Assemblywoman Janet Duprey (R-Peru) says a primary challenge for the Republican nomination for her 115th District seat would not be fun, but she is not overly concerned.

The district includes the St. Lawrence County towns of Brasher, Hopkinton, Lawrence and Piercefield.

Plattsburgh teacher and a challenger in the election two years ago Karen Bisso has announced that she will be trying again to unseat Duprey, running from the right in November’s election.

Bisso lost a primary to Duprey in 2012 but got the endorsement of the Conservative Party. She finished third in a three-way race with Democrat Timothy Carpenter, a former Plattsburgh city councilor who placed second.

“It’s never fun to have a primary,” said Duprey, whose 115th Assembly District extends eastward from Lake Champlain to include Clinton and Franklin counties as well as the four St. Lawrence County towns

“A primary is a challenge,” said the four-term assembly member who also served for 31 years in Clinton County government before that.

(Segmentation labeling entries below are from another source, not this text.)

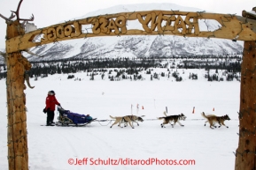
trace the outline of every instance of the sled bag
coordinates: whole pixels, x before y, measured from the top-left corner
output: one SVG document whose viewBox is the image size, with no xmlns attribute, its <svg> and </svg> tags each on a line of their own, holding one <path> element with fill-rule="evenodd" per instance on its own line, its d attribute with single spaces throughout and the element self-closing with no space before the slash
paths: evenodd
<svg viewBox="0 0 256 170">
<path fill-rule="evenodd" d="M 84 115 L 72 112 L 67 112 L 66 114 L 67 117 L 71 119 L 74 124 L 86 123 L 92 120 L 92 117 L 89 115 Z"/>
</svg>

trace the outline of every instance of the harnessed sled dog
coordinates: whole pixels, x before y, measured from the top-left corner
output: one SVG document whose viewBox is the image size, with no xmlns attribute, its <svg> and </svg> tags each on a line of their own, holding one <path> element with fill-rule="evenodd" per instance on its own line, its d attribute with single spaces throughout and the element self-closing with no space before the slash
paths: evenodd
<svg viewBox="0 0 256 170">
<path fill-rule="evenodd" d="M 209 122 L 211 129 L 213 129 L 213 127 L 217 128 L 216 126 L 214 126 L 214 124 L 216 122 L 218 122 L 220 124 L 219 128 L 221 128 L 221 125 L 226 126 L 224 124 L 224 122 L 227 121 L 227 120 L 228 121 L 230 120 L 230 118 L 229 117 L 228 115 L 222 115 L 222 116 L 217 116 L 217 115 L 206 115 L 205 112 L 203 112 L 202 113 L 202 116 L 205 117 L 206 119 L 207 119 L 207 121 L 206 121 L 206 122 L 205 122 L 205 126 L 206 125 L 206 122 Z M 229 126 L 226 126 L 226 127 L 229 128 Z"/>
<path fill-rule="evenodd" d="M 133 122 L 136 122 L 137 125 L 139 126 L 139 123 L 137 122 L 137 121 L 139 122 L 144 122 L 144 119 L 142 118 L 143 116 L 136 116 L 136 115 L 125 115 L 125 116 L 111 116 L 110 117 L 112 119 L 115 119 L 115 122 L 111 125 L 110 128 L 112 128 L 113 125 L 118 123 L 118 126 L 122 128 L 120 126 L 121 123 L 124 123 L 124 127 L 128 126 L 128 123 L 132 127 L 132 129 L 134 129 L 133 126 Z"/>
<path fill-rule="evenodd" d="M 182 125 L 180 122 L 180 120 L 183 120 L 185 121 L 185 119 L 187 118 L 182 113 L 181 115 L 167 115 L 167 113 L 164 112 L 164 115 L 166 115 L 166 117 L 159 117 L 158 119 L 164 120 L 164 122 L 161 123 L 161 128 L 166 128 L 165 124 L 168 124 L 170 123 L 172 125 L 172 127 L 174 128 L 174 126 L 176 124 L 176 122 L 178 122 L 182 127 L 183 127 L 184 125 Z M 172 124 L 171 122 L 174 122 L 175 123 Z"/>
</svg>

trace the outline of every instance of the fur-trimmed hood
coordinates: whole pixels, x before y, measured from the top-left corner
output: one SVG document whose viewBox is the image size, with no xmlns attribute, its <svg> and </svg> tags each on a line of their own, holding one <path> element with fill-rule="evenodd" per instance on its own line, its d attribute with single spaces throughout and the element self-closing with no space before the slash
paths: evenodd
<svg viewBox="0 0 256 170">
<path fill-rule="evenodd" d="M 49 91 L 48 95 L 53 96 L 53 95 L 55 95 L 55 92 L 54 91 Z"/>
</svg>

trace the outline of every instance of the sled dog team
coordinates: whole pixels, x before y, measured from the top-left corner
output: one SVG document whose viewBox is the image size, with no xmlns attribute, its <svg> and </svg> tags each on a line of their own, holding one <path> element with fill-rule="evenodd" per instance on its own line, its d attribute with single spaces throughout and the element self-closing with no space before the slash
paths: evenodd
<svg viewBox="0 0 256 170">
<path fill-rule="evenodd" d="M 179 123 L 182 127 L 184 126 L 180 122 L 180 120 L 185 121 L 187 118 L 183 114 L 177 115 L 167 115 L 167 113 L 164 112 L 164 115 L 165 115 L 165 117 L 158 117 L 159 120 L 163 120 L 163 123 L 161 123 L 162 128 L 166 128 L 165 124 L 168 124 L 168 123 L 170 123 L 172 127 L 174 128 L 176 122 Z M 222 115 L 222 116 L 217 116 L 214 115 L 206 115 L 205 112 L 203 112 L 202 116 L 207 120 L 205 122 L 205 126 L 206 125 L 206 122 L 209 122 L 211 129 L 217 128 L 215 126 L 215 123 L 219 123 L 219 128 L 221 125 L 226 126 L 224 122 L 230 120 L 228 115 Z M 130 127 L 134 129 L 134 126 L 133 126 L 134 122 L 137 123 L 137 126 L 139 126 L 139 123 L 137 122 L 144 122 L 144 119 L 142 118 L 144 117 L 144 115 L 143 116 L 125 115 L 125 116 L 116 116 L 116 117 L 110 115 L 110 117 L 115 120 L 115 122 L 111 125 L 110 128 L 112 128 L 115 124 L 118 124 L 119 127 L 122 128 L 120 126 L 121 123 L 124 124 L 124 127 L 127 127 L 128 123 Z M 172 124 L 171 122 L 174 122 L 174 123 Z M 228 126 L 226 127 L 229 128 Z"/>
</svg>

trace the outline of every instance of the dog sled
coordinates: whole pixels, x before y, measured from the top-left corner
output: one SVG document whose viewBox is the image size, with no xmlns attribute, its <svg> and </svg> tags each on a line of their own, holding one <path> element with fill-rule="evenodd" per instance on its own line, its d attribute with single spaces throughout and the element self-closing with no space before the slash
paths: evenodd
<svg viewBox="0 0 256 170">
<path fill-rule="evenodd" d="M 61 107 L 57 107 L 59 116 L 58 117 L 57 126 L 86 126 L 94 122 L 97 118 L 92 118 L 89 115 L 80 115 L 73 113 L 69 110 L 65 110 Z"/>
</svg>

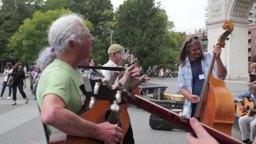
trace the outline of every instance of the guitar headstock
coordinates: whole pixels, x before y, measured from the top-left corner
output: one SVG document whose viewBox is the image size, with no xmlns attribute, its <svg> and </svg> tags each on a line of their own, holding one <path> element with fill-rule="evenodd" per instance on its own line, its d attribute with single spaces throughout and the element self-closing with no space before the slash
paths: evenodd
<svg viewBox="0 0 256 144">
<path fill-rule="evenodd" d="M 128 60 L 129 61 L 129 65 L 128 65 L 129 66 L 130 66 L 133 64 L 135 64 L 135 66 L 136 67 L 136 62 L 137 62 L 137 58 L 136 58 L 134 57 L 134 55 L 133 54 L 131 54 L 131 57 L 130 58 L 130 59 Z"/>
<path fill-rule="evenodd" d="M 86 99 L 90 99 L 90 108 L 93 107 L 96 100 L 107 100 L 111 103 L 114 103 L 114 109 L 112 110 L 118 110 L 119 107 L 117 108 L 117 104 L 126 103 L 133 97 L 133 95 L 126 90 L 113 89 L 107 82 L 102 82 L 101 78 L 94 78 L 89 81 L 87 79 L 84 78 L 84 77 L 85 77 L 84 75 L 83 77 L 84 84 L 80 86 L 80 89 L 86 97 Z M 92 89 L 87 87 L 91 87 Z"/>
<path fill-rule="evenodd" d="M 125 49 L 124 52 L 121 52 L 121 58 L 124 60 L 127 60 L 130 58 L 130 51 Z"/>
<path fill-rule="evenodd" d="M 152 72 L 154 73 L 158 73 L 159 70 L 160 70 L 160 68 L 159 67 L 159 66 L 157 65 L 155 65 L 153 67 Z"/>
</svg>

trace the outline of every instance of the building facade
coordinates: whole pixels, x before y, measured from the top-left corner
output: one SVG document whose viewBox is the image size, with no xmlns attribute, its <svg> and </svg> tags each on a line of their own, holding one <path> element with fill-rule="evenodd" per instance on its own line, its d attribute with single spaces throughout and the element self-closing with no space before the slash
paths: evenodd
<svg viewBox="0 0 256 144">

“The voter turnout in a primary is so low. It’s hard to get people out.”

A primary can also be perilous for an incumbent because if a challenger has well-organized support to turn out their voters and overall turnout is low, it can overwhelm the efforts of the incumbent’s supporters.

“The voters usually don’t get excited about it,” Duprey said.

“But great, I beat her before.”

Challenger Bisso is in favor of eliminating the Common Core education standards and of repeal of the gun control law, the SAFE Act.

Duprey said there are certainly flaws in both of those efforts, but the state is not going to wipe out its Common Core plans, nor is it going to repeal the SAFE Act.

For instance, Duprey says, the SAFE Act is being lauded by many downstate Democrats in the Assembly as maybe “one of the best bills ever” and there are 65 Assembly members from New York City, almost all of whom probably would not vote to repeal. Such a vote would require 78 votes for a majority, something she says is very unlikely, “and the governor would never sign it anyway.”

And if the Common Core effort were abandoned, the state would have to return many millions dollars in federal aid that is part of the Common Core deal.

“I’m a practical person. I don’t get emotional about these things. There are not the votes to do what she wants,” Duprey said.

“You have to have enough knowledge of the system to know how things can go. There are many constraints on what you can accomplish. It’s one thing to talk about these things, and another to get them done.”

Duprey said her approach is one of bipartisanship , “working together, finding common ground, seeing which parts of these things can be changed.”